Biden veut emprunter une nouvelle voie économique, mais ‘l’America First’ de Trump ne pourra être ignoré

Le président élu Joe Biden travaille d’arrache-pied à l’élaboration de son futur gouvernement. Récemment, il a dévoilé la composition de son équipe économique, avec l’ancienne présidente de la Fed, Janet Yellen, comme fer de lance. Son objectif est de rompre avec l’héritage de l’iconoclaste Donald Trump. Seulement voilà, sa politique de ‘l’America First’ a fait mouche sur de nombreux points.

Soyons clair: le mépris de Donald Trump pour la coopération internationale n’a pas fait du bien à la position des États-Unis par rapport au reste du monde. Si ‘America First’ est un slogan de campagne qui fonctionne bien, une économie sans partenaires (commerciaux) ne peut pourtant pas aller bien loin.
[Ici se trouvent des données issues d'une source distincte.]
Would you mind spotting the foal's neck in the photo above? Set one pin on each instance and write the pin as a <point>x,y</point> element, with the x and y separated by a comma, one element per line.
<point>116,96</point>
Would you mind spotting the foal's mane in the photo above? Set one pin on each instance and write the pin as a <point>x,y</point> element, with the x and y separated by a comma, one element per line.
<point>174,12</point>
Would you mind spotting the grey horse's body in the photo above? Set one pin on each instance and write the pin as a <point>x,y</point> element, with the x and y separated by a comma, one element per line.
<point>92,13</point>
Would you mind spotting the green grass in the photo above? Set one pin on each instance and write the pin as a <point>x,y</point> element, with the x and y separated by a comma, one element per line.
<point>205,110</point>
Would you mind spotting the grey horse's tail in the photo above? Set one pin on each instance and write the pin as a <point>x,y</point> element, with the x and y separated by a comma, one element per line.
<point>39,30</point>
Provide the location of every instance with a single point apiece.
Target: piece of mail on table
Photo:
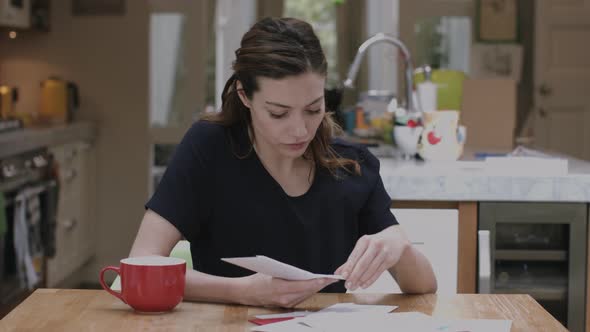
(276, 269)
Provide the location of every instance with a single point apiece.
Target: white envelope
(276, 269)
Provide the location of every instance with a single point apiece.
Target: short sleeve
(183, 194)
(375, 215)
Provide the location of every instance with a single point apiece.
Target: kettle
(8, 99)
(59, 101)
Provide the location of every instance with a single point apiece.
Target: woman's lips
(296, 146)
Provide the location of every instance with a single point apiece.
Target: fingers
(383, 267)
(292, 295)
(373, 269)
(357, 252)
(361, 266)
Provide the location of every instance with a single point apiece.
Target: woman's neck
(274, 162)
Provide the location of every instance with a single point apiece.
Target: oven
(28, 210)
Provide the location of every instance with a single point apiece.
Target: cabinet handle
(69, 224)
(485, 262)
(70, 175)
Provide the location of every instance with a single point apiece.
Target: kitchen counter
(15, 142)
(468, 180)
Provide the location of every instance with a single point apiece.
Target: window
(321, 14)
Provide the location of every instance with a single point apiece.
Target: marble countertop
(469, 180)
(15, 142)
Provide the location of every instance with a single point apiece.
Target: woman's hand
(372, 255)
(262, 290)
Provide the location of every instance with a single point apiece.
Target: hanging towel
(26, 271)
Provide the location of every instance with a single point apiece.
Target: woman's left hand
(372, 255)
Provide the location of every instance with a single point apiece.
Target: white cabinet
(75, 242)
(435, 233)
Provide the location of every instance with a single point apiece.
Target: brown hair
(277, 48)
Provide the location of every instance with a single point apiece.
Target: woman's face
(286, 113)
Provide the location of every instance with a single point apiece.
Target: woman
(265, 177)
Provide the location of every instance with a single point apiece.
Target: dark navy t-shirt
(218, 194)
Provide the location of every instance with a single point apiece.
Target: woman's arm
(413, 272)
(388, 250)
(157, 236)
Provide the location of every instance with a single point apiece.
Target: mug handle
(104, 285)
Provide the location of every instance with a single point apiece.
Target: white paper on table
(284, 315)
(351, 308)
(276, 269)
(474, 325)
(327, 318)
(293, 325)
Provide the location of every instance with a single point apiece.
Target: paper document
(316, 321)
(276, 269)
(379, 320)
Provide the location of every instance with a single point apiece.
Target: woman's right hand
(262, 290)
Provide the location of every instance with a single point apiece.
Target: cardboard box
(489, 113)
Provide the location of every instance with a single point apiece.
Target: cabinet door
(86, 231)
(63, 263)
(434, 232)
(74, 237)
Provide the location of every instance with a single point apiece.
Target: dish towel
(24, 262)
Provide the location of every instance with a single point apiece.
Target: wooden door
(562, 76)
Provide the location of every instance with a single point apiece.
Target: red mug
(149, 283)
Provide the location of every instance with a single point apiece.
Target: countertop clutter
(15, 142)
(472, 180)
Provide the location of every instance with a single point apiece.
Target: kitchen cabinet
(75, 243)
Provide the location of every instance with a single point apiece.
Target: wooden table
(96, 310)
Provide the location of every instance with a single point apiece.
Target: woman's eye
(276, 115)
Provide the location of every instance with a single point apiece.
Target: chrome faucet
(383, 38)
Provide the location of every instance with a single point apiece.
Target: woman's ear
(242, 94)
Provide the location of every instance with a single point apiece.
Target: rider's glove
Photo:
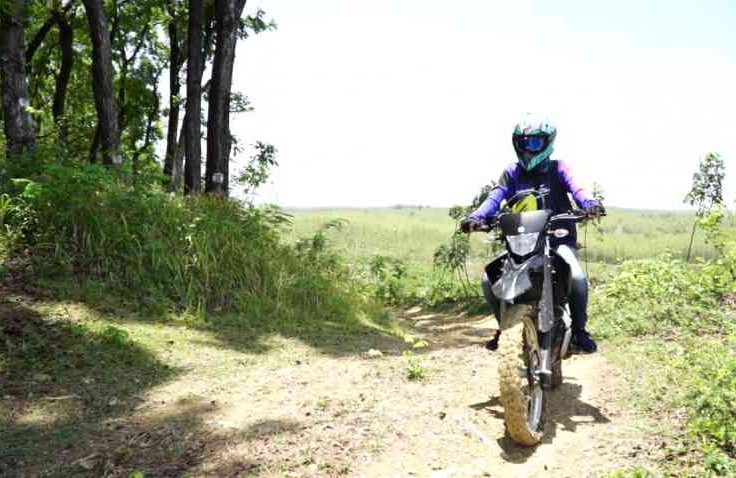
(468, 225)
(594, 209)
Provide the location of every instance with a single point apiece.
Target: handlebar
(577, 215)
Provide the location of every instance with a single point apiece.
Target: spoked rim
(533, 392)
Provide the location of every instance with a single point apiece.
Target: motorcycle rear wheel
(522, 396)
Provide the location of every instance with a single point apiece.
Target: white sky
(413, 101)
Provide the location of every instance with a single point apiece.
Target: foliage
(198, 253)
(687, 306)
(387, 274)
(414, 369)
(658, 296)
(706, 192)
(707, 188)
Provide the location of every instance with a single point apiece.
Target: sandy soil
(362, 417)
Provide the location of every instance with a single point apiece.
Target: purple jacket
(557, 178)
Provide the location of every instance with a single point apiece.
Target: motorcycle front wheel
(522, 396)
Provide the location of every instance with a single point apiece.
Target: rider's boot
(582, 342)
(581, 339)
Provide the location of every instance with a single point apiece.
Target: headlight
(523, 244)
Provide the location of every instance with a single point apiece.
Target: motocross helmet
(534, 140)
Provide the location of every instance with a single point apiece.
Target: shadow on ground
(358, 330)
(61, 383)
(451, 327)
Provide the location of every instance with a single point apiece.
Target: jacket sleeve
(492, 204)
(578, 193)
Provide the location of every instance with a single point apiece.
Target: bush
(658, 296)
(200, 253)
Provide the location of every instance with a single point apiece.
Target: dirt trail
(299, 411)
(360, 416)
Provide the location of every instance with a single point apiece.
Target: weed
(414, 369)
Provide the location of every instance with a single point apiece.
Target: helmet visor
(531, 144)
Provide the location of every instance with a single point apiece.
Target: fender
(511, 280)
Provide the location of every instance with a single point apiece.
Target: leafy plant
(706, 191)
(414, 369)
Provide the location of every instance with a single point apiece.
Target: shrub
(200, 253)
(658, 296)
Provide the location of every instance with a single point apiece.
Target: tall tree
(193, 122)
(66, 42)
(175, 64)
(108, 133)
(18, 125)
(219, 141)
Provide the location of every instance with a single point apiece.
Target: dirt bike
(532, 284)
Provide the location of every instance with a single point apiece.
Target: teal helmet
(534, 140)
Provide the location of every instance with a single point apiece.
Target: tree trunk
(174, 94)
(18, 125)
(217, 175)
(692, 238)
(38, 39)
(193, 125)
(66, 41)
(177, 170)
(102, 82)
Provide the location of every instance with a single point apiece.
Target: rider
(533, 141)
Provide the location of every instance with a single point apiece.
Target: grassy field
(414, 234)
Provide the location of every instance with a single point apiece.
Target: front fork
(545, 327)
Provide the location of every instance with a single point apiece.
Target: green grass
(414, 234)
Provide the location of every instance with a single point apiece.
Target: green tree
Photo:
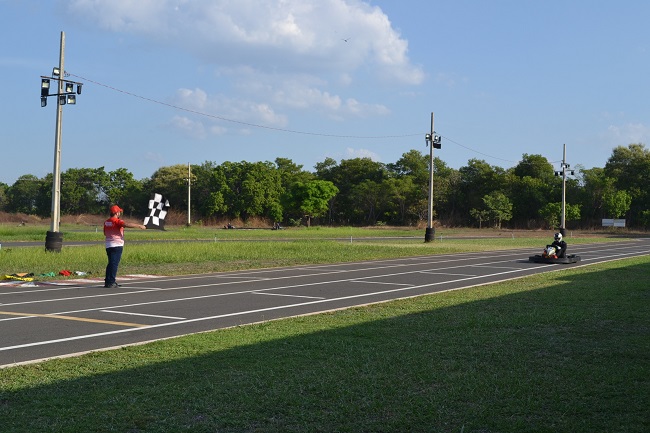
(3, 196)
(347, 176)
(498, 206)
(480, 215)
(476, 180)
(552, 213)
(82, 191)
(123, 189)
(23, 195)
(535, 166)
(616, 203)
(312, 197)
(171, 182)
(630, 167)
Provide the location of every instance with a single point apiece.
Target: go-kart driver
(560, 246)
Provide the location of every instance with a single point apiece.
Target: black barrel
(53, 241)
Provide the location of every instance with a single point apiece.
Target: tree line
(360, 191)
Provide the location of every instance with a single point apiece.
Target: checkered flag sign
(158, 206)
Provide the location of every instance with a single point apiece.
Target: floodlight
(45, 87)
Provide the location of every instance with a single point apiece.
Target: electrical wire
(291, 131)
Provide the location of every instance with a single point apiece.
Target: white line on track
(507, 276)
(255, 292)
(244, 313)
(144, 315)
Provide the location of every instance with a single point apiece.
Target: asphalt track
(45, 320)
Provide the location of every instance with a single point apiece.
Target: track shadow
(477, 360)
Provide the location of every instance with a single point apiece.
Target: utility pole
(65, 94)
(563, 173)
(433, 141)
(189, 185)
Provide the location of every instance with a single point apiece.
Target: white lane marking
(143, 315)
(447, 273)
(379, 282)
(255, 292)
(281, 307)
(244, 313)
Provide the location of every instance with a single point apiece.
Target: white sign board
(611, 222)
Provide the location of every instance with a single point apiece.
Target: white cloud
(628, 134)
(285, 35)
(351, 153)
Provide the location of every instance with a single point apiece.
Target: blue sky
(187, 81)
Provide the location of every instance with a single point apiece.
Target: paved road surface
(40, 321)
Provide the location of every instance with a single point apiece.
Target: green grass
(214, 250)
(567, 351)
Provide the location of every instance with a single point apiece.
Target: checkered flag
(158, 206)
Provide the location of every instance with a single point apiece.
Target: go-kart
(549, 255)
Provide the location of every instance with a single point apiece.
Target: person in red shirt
(114, 233)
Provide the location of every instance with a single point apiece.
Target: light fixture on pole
(434, 141)
(564, 171)
(65, 95)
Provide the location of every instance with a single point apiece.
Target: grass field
(567, 351)
(157, 252)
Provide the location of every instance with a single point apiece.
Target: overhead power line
(272, 128)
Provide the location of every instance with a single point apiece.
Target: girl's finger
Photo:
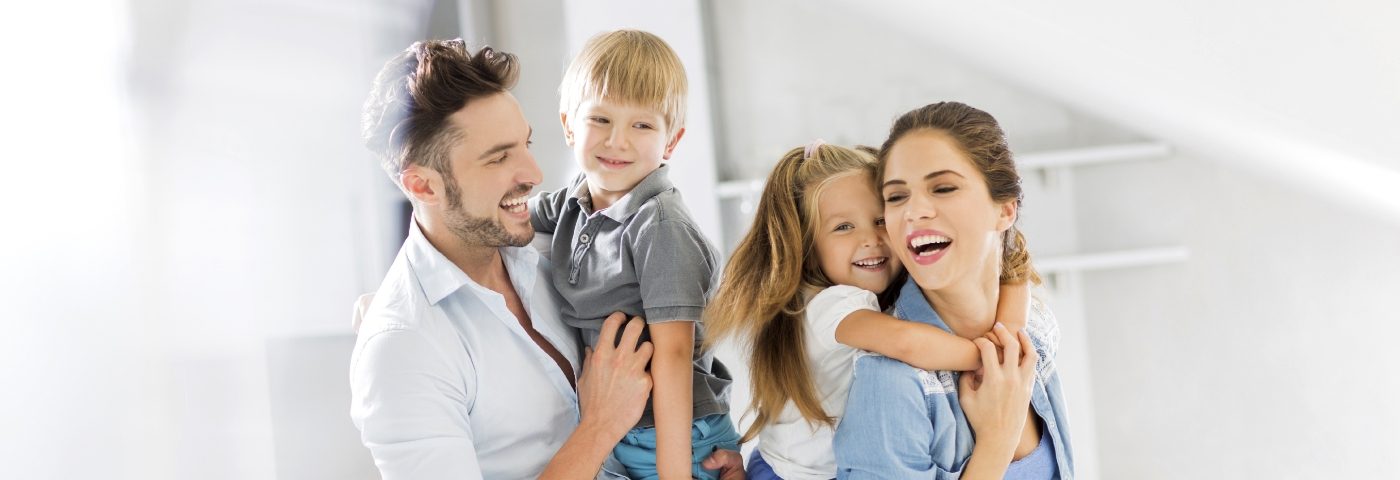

Il est donc évident que le futur président Joe Biden souhaite renforcer à nouveau les liens des USA avec le reste du globe. Il est pratiquement acquis qu’il se reconnectera à l’accord de Paris sur le climat et à l’accord sur le nucléaire iranien, deux traités internationaux dont Trump a fait sortir les États-Unis.

Il reste cependant à voir dans quelle mesure Joe Biden pourra et voudra revenir en arrière sur le plan économique. Si l’élection de Donald Trump en 2016 a bien prouvé une chose, c’est que de nombreux Américains n’acceptent plus l’histoire selon laquelle la mondialisation fait peut-être des victimes, mais qu’il s’agit de la meilleure option sur le long terme.

Rust Belt

À l’échelle macro, c’est peut-être vrai, mais aux États-Unis, toute une génération de travailleurs – surtout dans l’industrie manufacturière – a été sacrifiée au profit d’importations bon marché en provenance, entre autres (et en fait surtout), de Chine. Donald Trump a su ressentir ces frustrations au sein de la ‘Rust Belt’, ces régions industrielles en déclin du nord-est et du Midwest, et les convertir en un succès électoral.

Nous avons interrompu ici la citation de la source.